Neal ousted from Metro review board
Friday, March 20, 1998 | 10:04 a.m.
The state senator who sponsored a law to look into misconduct by cops has been ousted from the panel that is writing a local ordinance to review Metro Police officers.
Sen. Joe Neal, D-North Las Vegas, was absent at Thursday night's meeting when Metro Undersheriff Richard Winget made the motion to remove Neal from the Citizen Review Board advisory committee. It was the third session for the 16-member committee and Neal's third absence.
The committee voted 7-6 to remove Neal, as well as remove O.C. Lee, also an original member. Lee had turned in his resignation before the meeting began. Three citizens -- Jerry Lindsay, Patricia Davis-Grimes and Maragita Rebollao -- were voted in as new committee members.
During the 1997 Legislature, Neal successfully sponsored the bill that allows a police review board to be formed. The committee, formed in December, is drafting an ordinance that would set the review board in motion.
Several committee members argued that Neal should also have been given the opportunity to resign before voting him out.
"To remove Sen. Neal would be ill-advised," Gary Peck, executive director of the Nevada American Civil Liberties Union and a committee member, said before the vote was taken. "He was one of the sponsors of the bill."

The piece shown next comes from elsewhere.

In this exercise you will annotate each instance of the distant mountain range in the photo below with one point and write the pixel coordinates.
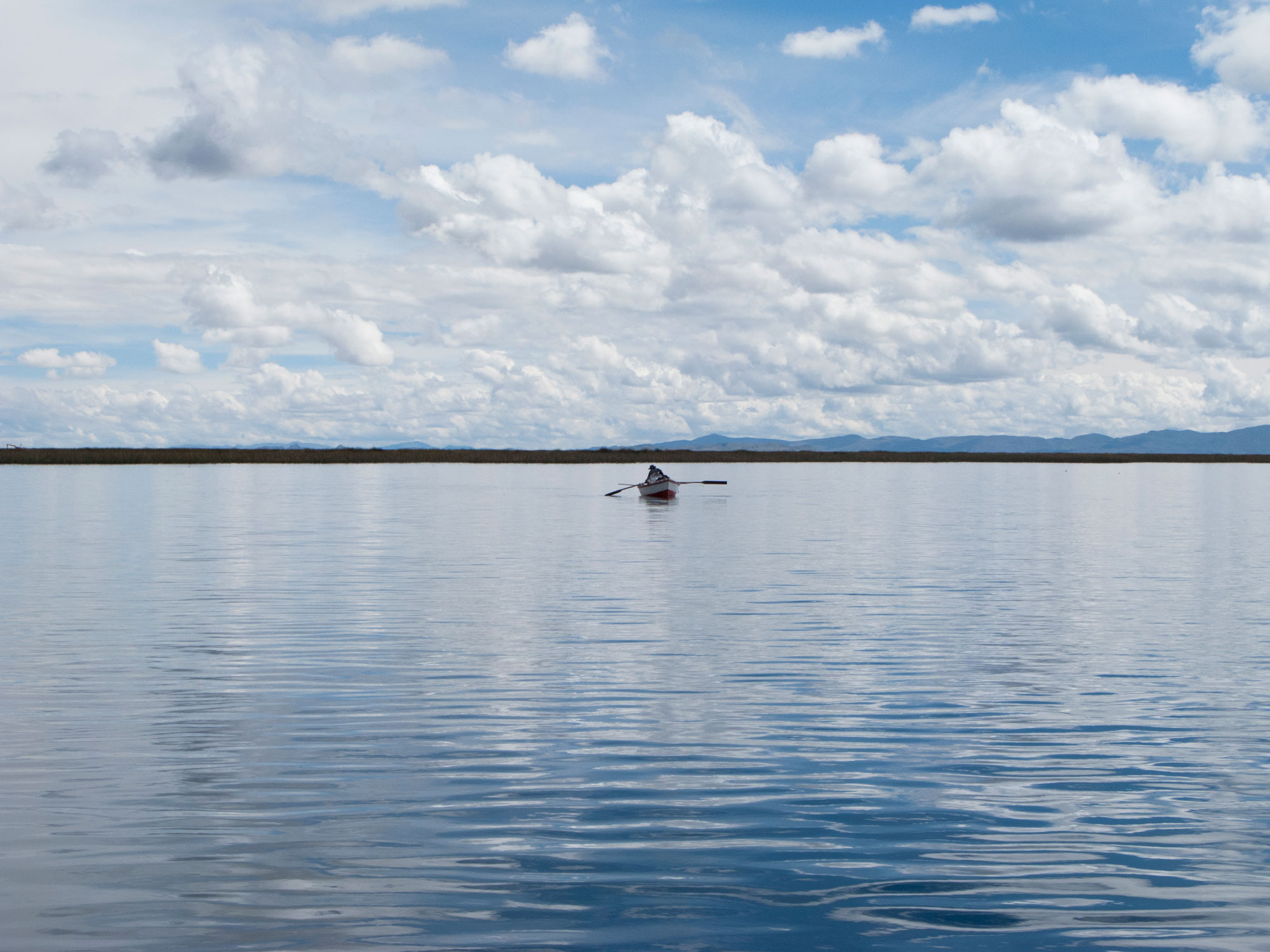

Elgin Simpson, also a committee member, said: "I'm one of the people who fought hard for this legislation with Sen. Neal. Neal has chosen to not attend. If you're interested, you have to be here. I'm not opposed to him being removed."
However, the Rev. James Rogers, representing the local chapter of the National Association for the Advancement of Colored People, said: "We don't have a resignation for Sen. Neal, and he authored this bill."
Neal said today, while he did not plan to resign from the panel, he doesn't have a quarrel with the committee's action.
"I always had a (meeting) conflict with the dates," he said. "I haven't had the time to attend. If removing me helps the committee to move forward to produce an ordinance, that's fine. I just want to see the best type of ordinance come out of this. I will continue to check and see what's going on. I have an obligation to do that."
Also approved at the meeting was a "mission statement," presented for approval to the committee "because there was some confusion as to what the committee's purpose is," said Franny Forsman, chairwoman of the committee. The mission statement, which was later unanimously approved, emphasized the independent funding and operation of the future citizen review board.
The citizen review board, once it's formed, will examine any misconduct by Metro officers.
The committee plans to meet at least twice more to revise language in a draft ordinance written by the district attorney's office.
While the last meeting was disrupted after two citizens heatedly argued that Metro should not be represented on the board, Thursday's meeting was peaceful.
Before the meeting began, Forsman, U.S. federal public defender, warned about 30 citizens who were in the audience that she would have them removed by a security officer, who was planted at the door, if they tried to disrupt the meeting.
"I have had a lot of feedback, mostly disappointment in the ability of the board to move forward," Forsman told the audience. "This committee is sincere and serious and I will not hesitate to have an unruly person removed if he doesn't remove himself voluntarily."
The ordinance, when it's finished being drafted by the committee, will be forwarded to city and county officials. If approved, the City Council would appoint 12 citizens and the County Commission would appoint 13 to the new board. The city and county share the responsibility for funding Metro.